Email marketing studies show that emails sent on Wednesday have more opens, while Sunday campaigns generate more clicks. As to the best time of the day to send emails, the recommended time span is between 4 PM and 11 PM. But it’s always better to test the sending schedule on your own considering the preferences of your subscribers, the time zones they live in, and their reactions on your campaigns.
Adding a discount to your campaign is by all means a conversion booster, but you should try to test different ways to present it: a complimentary gift for the order or free delivery, one 20% off or two 10% off discounts.
The fear of missing out improves the conversion rate of your email campaign. You can test whether it works for your subscribers by comparing a regular email with the one with the FOMO trick in the body copy. For example, compare an email with a countdown timer inside to show the time remaining till the end of the offer and an email with no time limitations stated to choose the one which works better.

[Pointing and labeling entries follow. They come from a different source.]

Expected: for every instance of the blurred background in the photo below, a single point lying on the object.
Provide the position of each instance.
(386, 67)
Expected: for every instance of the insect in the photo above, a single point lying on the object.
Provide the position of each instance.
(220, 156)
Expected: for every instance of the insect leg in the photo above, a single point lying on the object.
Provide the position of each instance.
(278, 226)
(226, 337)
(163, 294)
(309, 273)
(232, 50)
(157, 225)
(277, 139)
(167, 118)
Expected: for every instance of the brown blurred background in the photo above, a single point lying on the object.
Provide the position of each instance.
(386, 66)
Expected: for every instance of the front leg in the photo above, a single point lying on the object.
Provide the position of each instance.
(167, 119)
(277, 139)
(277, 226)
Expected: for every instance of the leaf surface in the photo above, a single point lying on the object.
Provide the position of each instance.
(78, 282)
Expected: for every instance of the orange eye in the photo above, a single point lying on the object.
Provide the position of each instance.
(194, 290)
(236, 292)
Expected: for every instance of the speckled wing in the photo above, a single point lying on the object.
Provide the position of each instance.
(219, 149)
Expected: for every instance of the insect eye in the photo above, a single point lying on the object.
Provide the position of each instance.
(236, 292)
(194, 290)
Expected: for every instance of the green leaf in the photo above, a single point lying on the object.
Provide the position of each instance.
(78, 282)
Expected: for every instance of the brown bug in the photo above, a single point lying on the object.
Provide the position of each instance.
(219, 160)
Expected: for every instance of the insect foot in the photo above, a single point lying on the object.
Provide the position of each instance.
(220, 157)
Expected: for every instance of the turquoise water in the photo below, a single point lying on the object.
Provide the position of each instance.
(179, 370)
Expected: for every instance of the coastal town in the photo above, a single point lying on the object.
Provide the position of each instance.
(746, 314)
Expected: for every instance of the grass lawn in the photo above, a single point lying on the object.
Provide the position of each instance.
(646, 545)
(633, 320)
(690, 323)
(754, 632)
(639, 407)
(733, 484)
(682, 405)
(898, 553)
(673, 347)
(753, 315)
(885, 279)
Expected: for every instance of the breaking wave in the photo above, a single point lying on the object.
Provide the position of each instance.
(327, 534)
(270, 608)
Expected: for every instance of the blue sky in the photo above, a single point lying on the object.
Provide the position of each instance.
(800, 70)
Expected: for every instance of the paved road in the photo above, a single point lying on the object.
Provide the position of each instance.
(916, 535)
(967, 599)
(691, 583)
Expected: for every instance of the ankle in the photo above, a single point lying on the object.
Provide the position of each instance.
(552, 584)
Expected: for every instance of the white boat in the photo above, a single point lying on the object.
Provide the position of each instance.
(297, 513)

How to run an A/B test with SendPulse
Take the following four steps to create A/B tests with SendPulse:
1. Log into your SendPulse account and click on the A/B tests section.
2. Choose “Create A/B test.” Fill in the name of the test, choose the mailing list, the metrics you are going to compare, and parameters for the winning campaigns — manual or automated sending at the specified time.
3. Next, customize Email A. Fill in the necessary information, create or choose and edit the premade email template.
4. Repeat the same steps to customize Email B. This way you can finish creating your A/B test or set Email C if needed — and you’re done!
Use A/B testing for any element of your email, be it a subject line or your campaign timing, find out your subscribers’ preferences, and provide your audience with relevant content. Good luck!